Cyclists raising money for the disabled stop in Portales

Thomas Garcia

Forty people gathered on the Roosevelt County Courthouse lawn to welcome and support Journey of Hope cyclists as they rode through Portales.

“We are real happy with the turnout today,” said event coordinator, Veda Urisote, Roosevelt County Deputy Clerk. “This group of young men are riding for such a good cause and it is always good to get out and support them.”

The 23 cyclists are taking part in a cross-county ride to raise money and awareness for people with disabilities.

Journey of Hope is a program of Push America, a national philanthropy of the Pi Kappa Phi fraternity.

Among those supporting the cyclists were staff and clients from Clovis-based ENMRSH, which provides services and assistance to disabled residents in eastern New Mexico.

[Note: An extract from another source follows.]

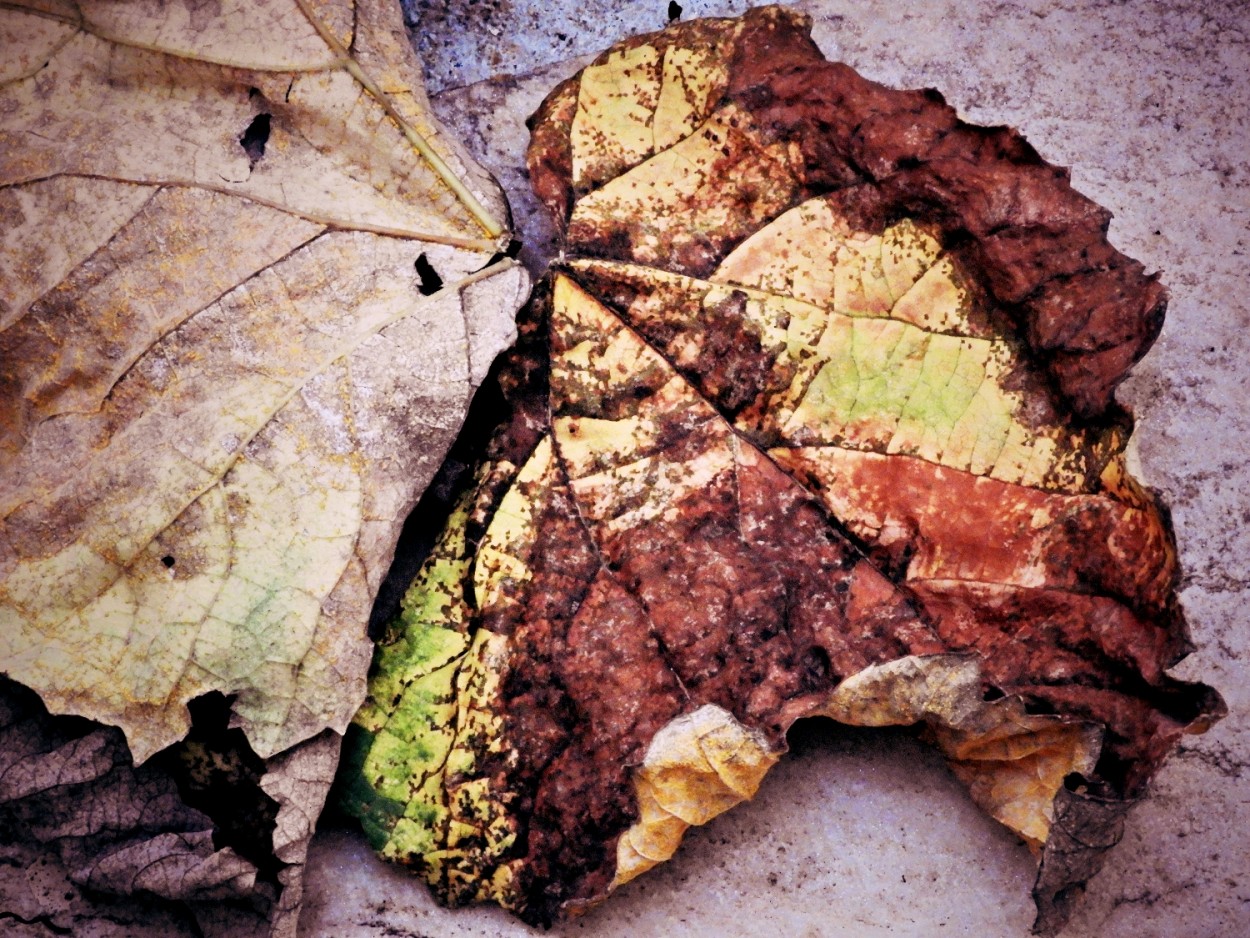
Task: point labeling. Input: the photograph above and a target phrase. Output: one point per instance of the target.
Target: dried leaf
(226, 378)
(813, 418)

“This is the fourth year for ENMRSH to come out and see the cyclists,” said ENMRSH employee Loretta Sena.

“It is great to see all the smiling faces,” said cyclist Josh Klocke of Mason City, Iowa. “Being able to meet and spend time with the people who we are riding to help is amazing.”

Having the chance to help and meet with the people is what the ride is about, Klocke said.

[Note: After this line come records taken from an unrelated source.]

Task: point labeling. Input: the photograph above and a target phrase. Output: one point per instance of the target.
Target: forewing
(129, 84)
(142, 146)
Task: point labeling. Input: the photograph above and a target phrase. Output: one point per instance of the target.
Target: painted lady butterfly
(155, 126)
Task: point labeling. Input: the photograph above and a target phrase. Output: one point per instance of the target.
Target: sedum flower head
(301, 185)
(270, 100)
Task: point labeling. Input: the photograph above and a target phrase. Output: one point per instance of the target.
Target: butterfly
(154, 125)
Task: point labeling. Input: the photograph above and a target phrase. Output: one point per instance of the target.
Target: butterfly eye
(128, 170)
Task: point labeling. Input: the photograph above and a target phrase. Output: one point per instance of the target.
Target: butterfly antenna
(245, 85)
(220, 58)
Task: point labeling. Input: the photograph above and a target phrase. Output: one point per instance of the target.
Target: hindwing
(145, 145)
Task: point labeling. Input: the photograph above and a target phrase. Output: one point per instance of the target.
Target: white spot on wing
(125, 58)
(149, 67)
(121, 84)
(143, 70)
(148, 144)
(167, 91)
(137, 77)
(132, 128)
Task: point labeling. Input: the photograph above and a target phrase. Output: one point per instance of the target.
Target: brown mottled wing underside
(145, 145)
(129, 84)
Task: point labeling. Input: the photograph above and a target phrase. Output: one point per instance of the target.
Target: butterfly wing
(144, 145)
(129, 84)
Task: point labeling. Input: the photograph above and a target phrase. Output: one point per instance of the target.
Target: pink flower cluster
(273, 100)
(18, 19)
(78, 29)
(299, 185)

A senior at Iowa State University, Klocke had two older brothers who participated in the Journey of Hope program.

“They gave me great advice about the ride and told me about the people that they met along the way,” Klocke said.

As a part of their visit to Portales, team members put on a puppet show and gave a bicycle safety course.

“I loved the guys coming in on the bicycles,” said Susan Aggers of Clovis. “The puppet show was great.”

The cyclists in Portales on Monday are one of three teams riding 4,000 miles from San Francisco to Washington in 63 days, said Push America spokesman Brian McDonald.

The teams have raised more than $490,000 this year, McDonald said.

“These guys started training and raising donations for this trip last July,” McDonald said.

The riders have been conditioning and preparing for this trip for a year, McDonald said.

“At the beginning it was a bit tough but we worked through the daily grind,” Klocke said.